Yolanda and Esme turned to Carmen. Yolanda shook her head. “Maybe. Magic is commercialized and homogenized into everyone's lives to the point that it's Saturday morning cartoons and children's party themes. Little girls have unicorns and fairies painted on their walls, and boys pin on towel capes for superpowers available only in comic books. Then they grow into disillusioned adults. Childhood's mystique is destroyed by reality. So when something supernatural actually occurs, they deny it's anything but coincidence or a psychological trick.”
“So we can just relax and expect the magic to protect us? All it takes is one man to question ...” Esme folded her arms. “Can we control that?”
Carmen went to her sisters and embraced them, kissed each deeply, passionately. With their heads touching, arms about each other, Carmen said, “As long as we have this, we have control.”
Ben put in a call to Jim's cell phone every day for a week. He left voice-mail messages but got no return calls. He finally tried Jim's dental office. The receptionist recognized Ben's voice.
“He's with a patient, Detective. I'll have him call you when he's between appointments.”
“So he's got appointments coming in again? That's good.”
“Yeah, well, he's a great dentist. He was just going through a rough period. Getting separated and all that.... His patients understood.”
“Does he seem better to you?”
The woman chuckled. She told Ben that Jim was smiling, putting on weight, focusing. He was seeing a “specialist,” a Dr. Posner.
“Dr. Posner?” He put the name into the police database for physicians. Posner was a psychiatrist. Ben was relieved. “He'll be good for Jim, thanks.”
Even if Jim was still struggling, he wasn't avoiding his problems. Ben decided when Jim was ready, he'd share the information he'd amassed on the Almanza sisters. The printouts sat in a big binder, hundreds of words from wounded men, full of caveats, anger, whining: real witness reports. Evidence. Ben loved evidence.
 
 
Carmen watched Michael get out of his car and amble to her door. The awkward geek was gone in only a month. He seemed taller—probably because he'd lost fifteen pounds—and more confident: he definitely knew what he wanted.
Her.
She checked herself out in her long mirror. Her dress was tied at strategic spots to keep it on, but otherwise, it was barely there. Her brown skin was glowing. And tonight, her sisters were going to join them, with Yoli's Holden joining their circuit. A threesome.
“Carmen. You're amazing!” He kissed her long and deeply. Just right. “Mmm, let's eat this takeout before it goes bad like last night.” He laughed. The pizza had gone cold and hard as a Frisbee when they finally remembered it at six in the morning.
“Yes, let's be strong.” Carmen took the bags to the kitchen and laid out the boxes of various Asian dishes with chopsticks. She was hungry.
They talked about her work cataloguing thousands of prints in the Getty archives. It was unusual for one of her men to show an interest in her life outside her bed. She liked that Michael did. They laughed over restaurant horror stories and most embarrassing moments. She asked about his family. He told her about his parents: his father a high-school physics teacher, his mother a social worker.
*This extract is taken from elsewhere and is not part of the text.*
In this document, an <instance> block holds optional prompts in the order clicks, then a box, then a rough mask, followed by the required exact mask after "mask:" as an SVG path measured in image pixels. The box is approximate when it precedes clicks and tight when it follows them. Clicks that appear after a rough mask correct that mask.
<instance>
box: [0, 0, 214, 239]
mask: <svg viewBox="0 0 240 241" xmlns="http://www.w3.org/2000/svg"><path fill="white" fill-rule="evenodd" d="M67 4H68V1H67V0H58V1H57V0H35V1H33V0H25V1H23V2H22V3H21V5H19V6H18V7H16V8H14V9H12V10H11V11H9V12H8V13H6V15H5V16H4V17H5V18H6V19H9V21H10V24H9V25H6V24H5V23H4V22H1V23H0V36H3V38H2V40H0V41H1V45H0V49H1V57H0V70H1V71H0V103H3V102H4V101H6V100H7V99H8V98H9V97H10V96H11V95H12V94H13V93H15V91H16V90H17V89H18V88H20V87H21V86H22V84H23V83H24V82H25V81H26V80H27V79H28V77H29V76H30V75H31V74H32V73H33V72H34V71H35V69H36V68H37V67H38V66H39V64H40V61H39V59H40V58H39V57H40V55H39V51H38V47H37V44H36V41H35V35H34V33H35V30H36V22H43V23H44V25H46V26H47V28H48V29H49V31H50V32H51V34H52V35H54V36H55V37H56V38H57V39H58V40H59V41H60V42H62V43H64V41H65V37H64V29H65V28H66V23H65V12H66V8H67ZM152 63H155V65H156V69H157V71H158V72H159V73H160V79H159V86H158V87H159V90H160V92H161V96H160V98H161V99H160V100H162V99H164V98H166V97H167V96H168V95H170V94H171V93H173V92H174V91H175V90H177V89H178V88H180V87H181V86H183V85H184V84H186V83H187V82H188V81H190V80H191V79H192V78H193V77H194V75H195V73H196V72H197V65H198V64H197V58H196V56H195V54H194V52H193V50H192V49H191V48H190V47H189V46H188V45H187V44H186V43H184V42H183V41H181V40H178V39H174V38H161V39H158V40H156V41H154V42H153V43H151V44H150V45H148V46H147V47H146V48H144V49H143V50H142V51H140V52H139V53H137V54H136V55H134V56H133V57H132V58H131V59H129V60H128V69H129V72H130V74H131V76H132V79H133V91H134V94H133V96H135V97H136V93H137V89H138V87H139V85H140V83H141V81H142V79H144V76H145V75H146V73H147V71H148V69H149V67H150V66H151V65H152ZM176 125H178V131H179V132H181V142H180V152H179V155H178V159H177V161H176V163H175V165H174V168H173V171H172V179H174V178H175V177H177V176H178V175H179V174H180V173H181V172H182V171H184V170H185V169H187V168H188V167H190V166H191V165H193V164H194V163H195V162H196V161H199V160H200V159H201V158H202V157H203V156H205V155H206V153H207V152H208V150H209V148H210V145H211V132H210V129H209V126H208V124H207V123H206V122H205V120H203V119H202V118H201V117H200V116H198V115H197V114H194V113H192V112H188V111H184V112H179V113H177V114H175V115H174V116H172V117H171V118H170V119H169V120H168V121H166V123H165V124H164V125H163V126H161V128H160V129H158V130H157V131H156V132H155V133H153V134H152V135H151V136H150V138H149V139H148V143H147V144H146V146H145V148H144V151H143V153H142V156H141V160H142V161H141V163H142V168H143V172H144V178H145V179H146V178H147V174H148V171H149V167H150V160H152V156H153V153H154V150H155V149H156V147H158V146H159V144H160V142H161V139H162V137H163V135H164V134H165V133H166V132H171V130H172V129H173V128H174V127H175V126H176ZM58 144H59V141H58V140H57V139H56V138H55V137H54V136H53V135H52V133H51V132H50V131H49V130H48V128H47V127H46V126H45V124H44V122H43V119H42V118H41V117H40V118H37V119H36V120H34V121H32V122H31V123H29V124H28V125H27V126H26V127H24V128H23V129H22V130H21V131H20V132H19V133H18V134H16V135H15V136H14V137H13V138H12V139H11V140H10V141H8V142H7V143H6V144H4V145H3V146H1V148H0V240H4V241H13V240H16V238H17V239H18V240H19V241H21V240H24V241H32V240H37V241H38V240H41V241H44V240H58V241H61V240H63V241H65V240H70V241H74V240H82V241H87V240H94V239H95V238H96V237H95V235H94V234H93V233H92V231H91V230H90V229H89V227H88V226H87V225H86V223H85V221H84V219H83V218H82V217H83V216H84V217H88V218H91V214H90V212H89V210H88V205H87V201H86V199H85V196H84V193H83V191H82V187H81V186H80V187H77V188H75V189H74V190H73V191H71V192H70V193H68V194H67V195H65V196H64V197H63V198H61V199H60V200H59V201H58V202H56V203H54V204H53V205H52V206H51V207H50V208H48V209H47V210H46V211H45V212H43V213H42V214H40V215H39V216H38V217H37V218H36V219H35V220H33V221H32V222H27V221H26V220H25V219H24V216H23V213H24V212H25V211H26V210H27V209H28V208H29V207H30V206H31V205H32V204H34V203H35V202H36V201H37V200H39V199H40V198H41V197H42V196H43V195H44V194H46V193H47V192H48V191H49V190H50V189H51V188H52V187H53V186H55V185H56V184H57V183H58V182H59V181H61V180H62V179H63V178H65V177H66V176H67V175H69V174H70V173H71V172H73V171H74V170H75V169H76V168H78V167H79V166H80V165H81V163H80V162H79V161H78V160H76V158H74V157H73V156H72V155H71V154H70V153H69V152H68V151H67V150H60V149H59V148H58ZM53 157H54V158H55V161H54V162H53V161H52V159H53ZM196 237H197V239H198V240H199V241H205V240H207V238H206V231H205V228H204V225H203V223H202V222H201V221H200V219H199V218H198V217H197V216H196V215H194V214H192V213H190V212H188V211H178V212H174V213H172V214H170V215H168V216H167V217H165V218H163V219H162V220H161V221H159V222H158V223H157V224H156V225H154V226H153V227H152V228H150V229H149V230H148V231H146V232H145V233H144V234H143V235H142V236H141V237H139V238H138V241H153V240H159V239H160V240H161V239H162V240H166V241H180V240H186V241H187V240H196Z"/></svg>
He wanted to bring Carmen over to meet his sister and brother-in-law one day, when she was ready. He asked her about family.
She hesitated. “I suppose it's time I tell you our story.” She glanced down, then back into his eyes. Would Michael understand her history, what made her what she was? If only. There was so little of it she could tell. She gave him the sanctioned version.
“Back in Guatemala, my mother, father, me, and my four sisters lived in a thatched-roof hut in a very poor village. Our father was drunk every night, spent all his laborer's pay on drink, so my mother began to take in men along with laundry and other odd jobs during the daytime, so that we girls wouldn't starve.